One thing I don't understand about the debate over teaching racial history in school is the idea that this is a new thing. But I remember race and race relations being a central theme in my study of history in high school (I was in a Republican-leaning school district in California and would have been studying this around 2005). When I was in high school, we studied genocide of the Native Americans, the brutal realities of slavery, the xenophobia against Chinese immigrants in California leading to the Chinese Exclusion Act, the horrors of Jim Crow and segregation, and the backlash to Civil Rights movement. We studied the court cases covering affirmative action and the subsequent backlash. We learned about Thomas Jefferson's owning of slaves and the ordeal with Sally Hemmings, and how Jackson made his reputation attacking and displacing Native peoples. We learned about the Zoot Suit riots against Mexican immigrants, the Bracero program, and Cesar Chavez fight for labor rights for migrant workers. We read the People's History of the United States by Howard Zinn (which was balanced by more conservative text by Paul Johnson). We read first hand accounts of Japanese who were interned during WWII. I remember then having adults ask me then if our history class was too critical and made us feel too negatively about the country and our national heros.
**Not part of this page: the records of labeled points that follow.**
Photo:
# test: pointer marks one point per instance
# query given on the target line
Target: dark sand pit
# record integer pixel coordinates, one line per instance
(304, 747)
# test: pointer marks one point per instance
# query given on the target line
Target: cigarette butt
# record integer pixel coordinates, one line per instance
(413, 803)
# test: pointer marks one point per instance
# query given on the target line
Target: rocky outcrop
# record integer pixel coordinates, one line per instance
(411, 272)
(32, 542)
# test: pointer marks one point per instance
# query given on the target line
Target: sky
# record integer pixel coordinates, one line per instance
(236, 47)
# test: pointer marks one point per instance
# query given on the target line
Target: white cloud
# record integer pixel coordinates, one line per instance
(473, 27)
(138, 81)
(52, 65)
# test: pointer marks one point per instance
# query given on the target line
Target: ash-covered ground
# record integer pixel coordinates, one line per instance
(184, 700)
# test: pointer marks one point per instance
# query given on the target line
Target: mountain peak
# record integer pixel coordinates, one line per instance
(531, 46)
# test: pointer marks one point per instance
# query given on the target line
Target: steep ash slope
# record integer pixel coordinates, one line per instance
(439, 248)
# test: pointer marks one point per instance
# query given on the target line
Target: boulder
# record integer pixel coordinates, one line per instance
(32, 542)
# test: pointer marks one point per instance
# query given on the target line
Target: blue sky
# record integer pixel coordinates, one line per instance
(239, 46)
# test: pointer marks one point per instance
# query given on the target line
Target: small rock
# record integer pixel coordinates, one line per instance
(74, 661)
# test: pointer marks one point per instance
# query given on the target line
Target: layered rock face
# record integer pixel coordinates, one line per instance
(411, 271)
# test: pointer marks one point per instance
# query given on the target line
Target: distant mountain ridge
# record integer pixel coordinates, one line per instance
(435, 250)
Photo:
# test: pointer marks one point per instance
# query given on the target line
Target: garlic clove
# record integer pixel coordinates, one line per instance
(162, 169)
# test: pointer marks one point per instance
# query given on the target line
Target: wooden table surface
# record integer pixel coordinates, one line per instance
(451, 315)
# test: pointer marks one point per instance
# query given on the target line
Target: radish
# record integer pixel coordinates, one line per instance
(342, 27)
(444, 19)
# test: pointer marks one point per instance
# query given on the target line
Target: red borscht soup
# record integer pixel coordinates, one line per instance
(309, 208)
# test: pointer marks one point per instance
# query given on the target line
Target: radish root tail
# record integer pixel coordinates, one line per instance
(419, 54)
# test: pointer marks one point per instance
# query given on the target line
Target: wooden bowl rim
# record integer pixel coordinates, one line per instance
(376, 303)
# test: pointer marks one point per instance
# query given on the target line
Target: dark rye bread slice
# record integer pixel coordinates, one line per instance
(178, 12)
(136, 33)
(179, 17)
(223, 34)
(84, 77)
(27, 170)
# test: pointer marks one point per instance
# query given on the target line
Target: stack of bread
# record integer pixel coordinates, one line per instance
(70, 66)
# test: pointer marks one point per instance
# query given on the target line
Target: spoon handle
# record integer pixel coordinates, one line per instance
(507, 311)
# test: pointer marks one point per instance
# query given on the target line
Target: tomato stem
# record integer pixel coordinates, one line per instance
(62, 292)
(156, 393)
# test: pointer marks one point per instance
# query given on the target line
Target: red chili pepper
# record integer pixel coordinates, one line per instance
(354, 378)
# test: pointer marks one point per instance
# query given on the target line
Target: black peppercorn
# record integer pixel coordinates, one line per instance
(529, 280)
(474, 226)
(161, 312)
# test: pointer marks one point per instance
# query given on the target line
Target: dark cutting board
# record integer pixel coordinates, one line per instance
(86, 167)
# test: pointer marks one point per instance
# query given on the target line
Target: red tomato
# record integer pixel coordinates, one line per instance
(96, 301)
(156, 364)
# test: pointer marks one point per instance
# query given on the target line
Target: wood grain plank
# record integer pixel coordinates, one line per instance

Now I'm sure that there were gaps in my history education. It's true that I don't remember learning about Juneteenth or the Tulsa massacre. And I'm sure there were places where there was less focus on themes of race relations than I had. But it's hard for me to think that my history education was unusual for the mid aughts. But when we are having this conversation about race and history education, people my age are pretending like their history education was overly positive and patriotic, and that racial history of African Americans and other minority groups was this enormous gap. And either my memory is just completely wrong, or my education back in 2005 was truly exceptional for its time.
This is a great piece and I think hammers home the concerns a lot of people (or at least I) have about this approach to education. To start, I think Chris Rufo is a shady character and I'm always amazed at how few remember his employer to be the intelligent design people. Whatever their goal is it probably isn't good, non-ideologically charged education on its own merits.
However the kind of Tema Okun stuff that characterizes habits of good students as 'white supremacy' is bad, and probably bad for kids and the education system. Introducing strange gender concepts without a lot of scientific basis to impressionable kids that can barely read is a recipe for stupidity, and in some cases seems to presume authority public schools don't have. I can think of no better way to destroy support for public education than to embrace ideas seemingly designed to hurt quality and piss people off.
So none of this is to say you don't teach about Jim Crow or redlining in a social studies or history class, not to mention of course the fact that these things are now illegal after the hard work of dedicated people. But if the perception becomes that priorities of the public schools are something other than core educational concepts like the 3 R's tax payers will eventually defect.